Different interaction scenarios that can result in positive signed LD between tightly linked loci. One possibility is a prevalence of pairs of compensatory mutations that are tolerated to co-segregate at high frequencies within conserved domains (Yeang and Haussler 2007; Ivankov et al. 2014). Callahan et al. (2011) and Taverner et al. (2020) have proposed such a mechanism to explain observed clusters of nonsynonymous substitutions in Drosophila and other species. Another possibility is a model of antagonistic, or diminishing returns epistasis, in which a single amino acid-changing mutation within a domain damages the functionality of that subunit, but additional mutations within that same domain reduce fitness by a factor less than the first mutation. A third possibility, related to antagonistic epistasis, is that selection acts on the functional domain as a unit instead of on mutations within the domain individually (such as under a model of gene-based dominance). In this scenario, double heterozygotes have different fitnesses depending on whether the mutations are found on same haplotype or on different haplotypes.

There is no increase in LD between pairs of missense mutations found in different annotated domains or outside of domains. Rather, those missense variants have considerably lower LD than synonymous variants, and this difference between synonymous and missense variants disappears for SNPs separated by more than a few hundred base pairs (Fig. 8, e and f). This suggests that Hill–Robertson interference is the primary mode of interaction between missense mutations falling outside of domains, in agreement with Garcia and Lohmueller (2021), as epistasis is expected to impact LD over larger distances than what is observed. Importantly, however, the strength of epistasis is also likely to be a function of distance between mutations, complicating this interpretation.

Taken together, selection and interactions in protein-coding genes are nonuniform, depending on mutation type and location within the gene. Typical approaches for inferring the DFEs from population genomic data average over such differences by aggregating all observed nonsynonymous mutations (Boyko et al. 2008; Kim et al. 2017). It would be straightforward to adapt DFE-inference methods to infer more detailed representation of the heterogeneous effects of new mutations within genes by partitioning by missense and loss-of-function classes as well as by annotated domains. Additionally, standard models and simulation approaches may be too simple to capture evolutionary trajectories and patterns of diversity that differ due to region-specific interactions.

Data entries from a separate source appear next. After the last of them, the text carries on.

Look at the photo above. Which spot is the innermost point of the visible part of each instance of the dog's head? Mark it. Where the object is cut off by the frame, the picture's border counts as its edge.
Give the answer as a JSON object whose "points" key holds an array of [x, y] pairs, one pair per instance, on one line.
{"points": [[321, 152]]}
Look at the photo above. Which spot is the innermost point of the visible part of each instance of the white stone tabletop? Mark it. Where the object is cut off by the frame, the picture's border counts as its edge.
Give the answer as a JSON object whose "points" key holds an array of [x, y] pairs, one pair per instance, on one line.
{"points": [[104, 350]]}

Positive LD between synonymous mutations

In a nonstructured randomly mating population, neutral mutations are expected to have average signed LD of zero, but across all populations analyzed here, LD between synonymous mutations is positive. While selection on some subset of synonymous variants is possible, it is likely weaker on average than between missense mutations, and any interference between selected synonymous variants should lead to negative LD. Spatial population structure may be responsible for the increase of LD observed between synonymous variants. While neutral evolution alone in structured populations cannot cause positive LD, Sohail et al. (2017) and Sandler et al. (2021) used forward simulations to show that population structure combined with selection at linked sites can induce positive LD between neutral mutations.

Nonrandom mutational processes, in which clusters of mutations occur simultaneously in the same mutational event, can also lead to positive LD between neutral variants separated by short distances. Such multinucleotide mutations have been shown to affect patterns of LD on the order of 10s to 100s of base pairs (Harris and Nielsen 2014), and clustered mutational events may be common in humans (Besenbacher et al. 2016). Indeed, a simple exponential model in which the fraction of mutations causing a multinucleotide mutation event decays with distance fits the observed patterns of σd1 between synonymous variants (Supplementary Fig. 29), with the best-fit model requiring only a small fraction of mutations to involve multinucleotide mutation events.

We may therefore treat positive LD as the baseline expectation for tightly linked variants due to either spatial structure or clustered mutations, so that subsequent selective processes and interactions cause LD to deviate from that expectation. It may then be more appropriate to compare the negative LD observed between linked loss-of-function variants to that positive baseline expectation instead of zero, which would imply that they are more recessive or have stronger synergistic epistasis than from inferences assuming a neutral expectation of zero. Additional analyses and simulations will be required to tease apart the effects of population structure, selective interference at linked sites, and clustered mutational events on patterns of LD.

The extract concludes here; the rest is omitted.